Un domaine assez peu connu d’Ibert, mais qui mérite largement d’être exploré est sa musique de chambre. Elle est pleine de légèreté, d’inventivité et d’originalité. Elle montre à quel point ce compositeur est sous-estimé – on le présente souvent comme un sous-Ravel, ce qui est totalement injuste étant donné la différence de style évidente entre les deux compositeurs. 

L’intégrale de la musique de chambre tient sur 2 compact discs. Je ne saurais que vous recommander d’y jeter une oreille. 

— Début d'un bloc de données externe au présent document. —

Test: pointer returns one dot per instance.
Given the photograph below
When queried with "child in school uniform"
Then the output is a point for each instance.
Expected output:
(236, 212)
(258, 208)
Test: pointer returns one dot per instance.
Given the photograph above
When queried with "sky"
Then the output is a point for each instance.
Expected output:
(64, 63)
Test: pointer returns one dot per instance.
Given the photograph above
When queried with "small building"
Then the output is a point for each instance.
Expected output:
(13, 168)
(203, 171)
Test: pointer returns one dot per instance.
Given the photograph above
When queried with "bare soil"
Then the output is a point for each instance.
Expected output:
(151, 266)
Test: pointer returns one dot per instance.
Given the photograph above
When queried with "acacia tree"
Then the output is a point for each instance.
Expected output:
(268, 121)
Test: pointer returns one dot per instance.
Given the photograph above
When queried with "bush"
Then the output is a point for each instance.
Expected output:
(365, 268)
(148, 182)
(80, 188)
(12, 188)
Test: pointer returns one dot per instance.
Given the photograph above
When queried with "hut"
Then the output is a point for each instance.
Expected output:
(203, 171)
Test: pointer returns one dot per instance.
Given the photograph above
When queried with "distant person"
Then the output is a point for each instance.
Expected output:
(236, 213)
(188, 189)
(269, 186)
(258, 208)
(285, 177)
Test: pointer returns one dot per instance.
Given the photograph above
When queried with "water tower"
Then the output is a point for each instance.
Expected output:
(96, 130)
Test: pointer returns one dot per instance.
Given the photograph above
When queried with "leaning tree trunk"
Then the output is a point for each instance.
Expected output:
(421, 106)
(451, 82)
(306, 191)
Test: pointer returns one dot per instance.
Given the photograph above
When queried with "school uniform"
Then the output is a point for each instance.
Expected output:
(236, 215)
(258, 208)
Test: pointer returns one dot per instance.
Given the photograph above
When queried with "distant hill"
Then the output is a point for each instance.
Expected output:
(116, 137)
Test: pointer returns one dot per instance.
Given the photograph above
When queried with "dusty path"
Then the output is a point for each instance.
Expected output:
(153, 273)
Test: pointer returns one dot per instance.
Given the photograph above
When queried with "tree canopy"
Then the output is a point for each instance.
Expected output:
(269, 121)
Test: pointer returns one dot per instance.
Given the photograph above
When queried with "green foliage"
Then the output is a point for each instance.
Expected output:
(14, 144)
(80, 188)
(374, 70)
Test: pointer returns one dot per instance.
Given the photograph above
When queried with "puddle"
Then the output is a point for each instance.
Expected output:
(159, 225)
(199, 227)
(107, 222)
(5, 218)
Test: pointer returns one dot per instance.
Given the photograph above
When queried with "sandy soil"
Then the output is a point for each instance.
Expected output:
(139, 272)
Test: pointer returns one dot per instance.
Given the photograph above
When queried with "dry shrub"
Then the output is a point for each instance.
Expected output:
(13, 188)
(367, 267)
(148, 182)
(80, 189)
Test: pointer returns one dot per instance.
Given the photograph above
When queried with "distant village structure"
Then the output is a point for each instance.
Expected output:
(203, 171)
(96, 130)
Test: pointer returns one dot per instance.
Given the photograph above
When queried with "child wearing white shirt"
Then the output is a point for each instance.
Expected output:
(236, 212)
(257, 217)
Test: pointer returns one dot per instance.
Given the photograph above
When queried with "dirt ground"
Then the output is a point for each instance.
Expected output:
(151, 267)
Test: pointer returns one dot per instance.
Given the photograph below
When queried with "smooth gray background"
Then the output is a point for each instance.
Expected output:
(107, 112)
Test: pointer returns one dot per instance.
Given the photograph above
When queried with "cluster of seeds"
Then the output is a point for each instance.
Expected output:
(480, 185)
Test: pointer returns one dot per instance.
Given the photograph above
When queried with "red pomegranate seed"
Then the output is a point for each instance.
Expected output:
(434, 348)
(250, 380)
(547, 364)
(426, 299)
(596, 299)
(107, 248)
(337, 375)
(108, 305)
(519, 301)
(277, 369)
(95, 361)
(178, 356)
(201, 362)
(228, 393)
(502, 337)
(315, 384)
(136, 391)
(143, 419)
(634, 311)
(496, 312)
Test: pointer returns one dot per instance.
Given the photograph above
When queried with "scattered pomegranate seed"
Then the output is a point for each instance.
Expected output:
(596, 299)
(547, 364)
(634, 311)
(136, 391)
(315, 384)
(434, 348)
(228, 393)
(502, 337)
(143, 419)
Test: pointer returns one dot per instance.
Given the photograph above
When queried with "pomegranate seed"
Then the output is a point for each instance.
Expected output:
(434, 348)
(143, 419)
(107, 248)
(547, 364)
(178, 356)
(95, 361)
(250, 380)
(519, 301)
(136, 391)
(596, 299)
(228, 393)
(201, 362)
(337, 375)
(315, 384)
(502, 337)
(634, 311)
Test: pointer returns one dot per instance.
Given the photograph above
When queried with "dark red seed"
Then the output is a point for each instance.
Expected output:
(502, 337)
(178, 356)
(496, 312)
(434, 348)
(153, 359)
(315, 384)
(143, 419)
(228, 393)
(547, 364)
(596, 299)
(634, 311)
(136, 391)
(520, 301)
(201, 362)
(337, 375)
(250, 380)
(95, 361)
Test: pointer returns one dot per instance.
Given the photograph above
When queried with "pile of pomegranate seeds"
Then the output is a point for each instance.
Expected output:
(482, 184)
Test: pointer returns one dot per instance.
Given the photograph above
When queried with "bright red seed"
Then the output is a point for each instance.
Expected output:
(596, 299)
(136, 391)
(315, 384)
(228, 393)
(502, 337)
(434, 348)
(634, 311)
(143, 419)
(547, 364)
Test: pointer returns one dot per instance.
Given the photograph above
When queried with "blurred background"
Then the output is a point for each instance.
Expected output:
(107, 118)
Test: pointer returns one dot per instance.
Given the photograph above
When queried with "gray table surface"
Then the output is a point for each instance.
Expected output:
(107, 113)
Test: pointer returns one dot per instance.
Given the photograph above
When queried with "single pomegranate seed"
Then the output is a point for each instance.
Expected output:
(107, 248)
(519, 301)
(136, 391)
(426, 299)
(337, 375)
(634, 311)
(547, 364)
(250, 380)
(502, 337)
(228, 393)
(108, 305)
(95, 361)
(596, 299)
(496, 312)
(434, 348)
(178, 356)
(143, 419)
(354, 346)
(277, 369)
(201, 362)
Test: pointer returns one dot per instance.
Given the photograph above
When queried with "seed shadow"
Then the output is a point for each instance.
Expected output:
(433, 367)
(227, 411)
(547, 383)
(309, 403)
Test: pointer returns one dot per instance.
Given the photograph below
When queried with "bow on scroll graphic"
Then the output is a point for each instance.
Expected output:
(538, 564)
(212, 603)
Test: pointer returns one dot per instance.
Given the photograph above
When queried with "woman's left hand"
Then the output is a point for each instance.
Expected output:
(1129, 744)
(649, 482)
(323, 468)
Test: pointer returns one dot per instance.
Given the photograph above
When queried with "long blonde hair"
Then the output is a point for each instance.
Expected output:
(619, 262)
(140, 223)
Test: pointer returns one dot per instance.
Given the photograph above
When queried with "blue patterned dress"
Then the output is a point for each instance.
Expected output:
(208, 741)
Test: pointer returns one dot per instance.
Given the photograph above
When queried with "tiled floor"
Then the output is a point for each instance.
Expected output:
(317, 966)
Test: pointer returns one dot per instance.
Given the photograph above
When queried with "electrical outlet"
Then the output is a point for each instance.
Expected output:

J’ai sélectionné les oeuvres suivantes :
  • "Le Jardinier de Samos" (1924): il s’agit d’une pièce très originale pour flûte, clarinette, trompette, violon, violoncelle et percussion. Elle est d’une grande modernité, avec ses timbres très originaux, elle rappelle certaines pièces de Stravinsky.
  • "Entracte" pour flûte et guitare (1935) : une pièce de musique hispanisante.
  • "L’âge d’or" pour saxophone et piano, extrait du "Chevalier errant" (1935/36) : il s’agit d’une pièce mélancolique et nostalgique.
  • "Quatuor à cordes" (1937-42) : cette oeuvre fait preuve d’une grande légèreté. Le 1er mouvement illustre une utilisation très fluide des instruments, le 2ème est moderne, le 3ème est en pizzicati et fait un peu penser à Ravel, enfin le 4ème est à nouveau moderne.
  • "Trio pour violon, violoncelle et harpe" (1944) : encore une combinaison très originale. Avec un 1er mouvement impressionniste, le second tantôt romantique, tantôt emprunt de modernité, le 3ème, très rapide, est également moderne.
Une mention spéciale pour la superbe pochette sur une peinture de Pissarro.

Une version du trio:





Cet aperçu de la musique d’Ibert montre à quel point celle-ci est difficile à classer tant elle est protéiforme : parfois impressionniste, parfois folklorique, toujours originale et emprunte de modernité. Ibert est un compositeur d’une grande finesse qui mérite largement d’être redécouvert.